The model didn't entirely fit into VRAM, so at 100% VRAM offload, llama-bench crashed with an out-of-memory error.

In the comments, many people were rightly surprised as to why I ran tests on the outdated llama-2-7b.Q4_0.gguf. Let me explain, it was a conscious choice for two reasons:

It's a universal baseline for comparison. Historically, this exact model became the "gold standard" for testing LLM hardware. There is a massive database of results online (for example, in this GitHub thread) for a wide variety of configurations: Apple Silicon, NVIDIA, AMD, APUs, and their backends. By comparing the TG and PP metrics on this Llama, it's easy to understand the performance level of our APU+eGPU combo relative to any other hardware out there.
Calculating the hardware performance constant. On this model, I measured the TG128 and PP512 speeds for each node separately (when the model is loaded entirely on the RTX 5070 Ti or entirely on the Strix Halo). The absolute numbers of the old Llama aren't as important to us—what matters is their ratio. The ratio of GPU speed to APU speed (let's call it the GtA_ratio) is a constant that depends solely on the memory bandwidth and the compute power of the chips themselves. And this constant will be the same for any model.

Here is what it looks like in numbers:

Token Generation (TG128): For the 5070 Ti, it's 168.91 t/s; for the Strix Halo, it's 52.62 t/s. The TG128 GtA_ratio constant = 168.91 / 52.62 = 3.21.
Prompt Processing (PP512): For the 5070 Ti, it's 7461.22 t/s; for the Strix Halo, it's 1194.55 t/s. The PP512 GtA_ratio constant = 7461.22 / 1194.55 = 6.25.

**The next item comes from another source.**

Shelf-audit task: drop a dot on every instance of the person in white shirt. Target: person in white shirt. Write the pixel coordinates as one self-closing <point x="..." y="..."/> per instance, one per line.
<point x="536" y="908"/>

Naturally, if you swap the graphics card for a different one, these constants will change. But knowing them for your current system allows you to predict speeds for any new LLM.

In the previous article, I mentioned that the performance drop during Tensor Split follows Amdahl's Law, and the graph of this drop is a hyperbola. For greater clarity, I have slightly adapted the base formula.

Here is what it looks like now:

Perf = [ GtA_ratio / ( 1 + (Share / 100) * (GtA_ratio - 1) ) ] * 100%

Where:

Perf — total system performance (as a percentage relative to the base APU speed).
GtA_ratio — our eGPU-to-APU speed ratio (the constant we calculated earlier).
Share — the percentage of the model offloaded to the slower system memory (APU RAM). It ranges from 0 to 100, where 0 means the entire model fits into the fast eGPU VRAM, and 100 means it runs entirely in the system RAM.

Let's plot the overall performance graph based on our baseline llama-2-7b.Q4_0.gguf benchmarks.

https://preview.redd.it/ki4nhgty00ug1.png?width=3000&format=png&auto=webp&s=f5a96195b565d75591545cabe24ac69c14df2377

Now, let's overlay the fresh test results for the current Qwen3.5-27B-UD-Q4_K_XL.gguf model onto this hyperbola.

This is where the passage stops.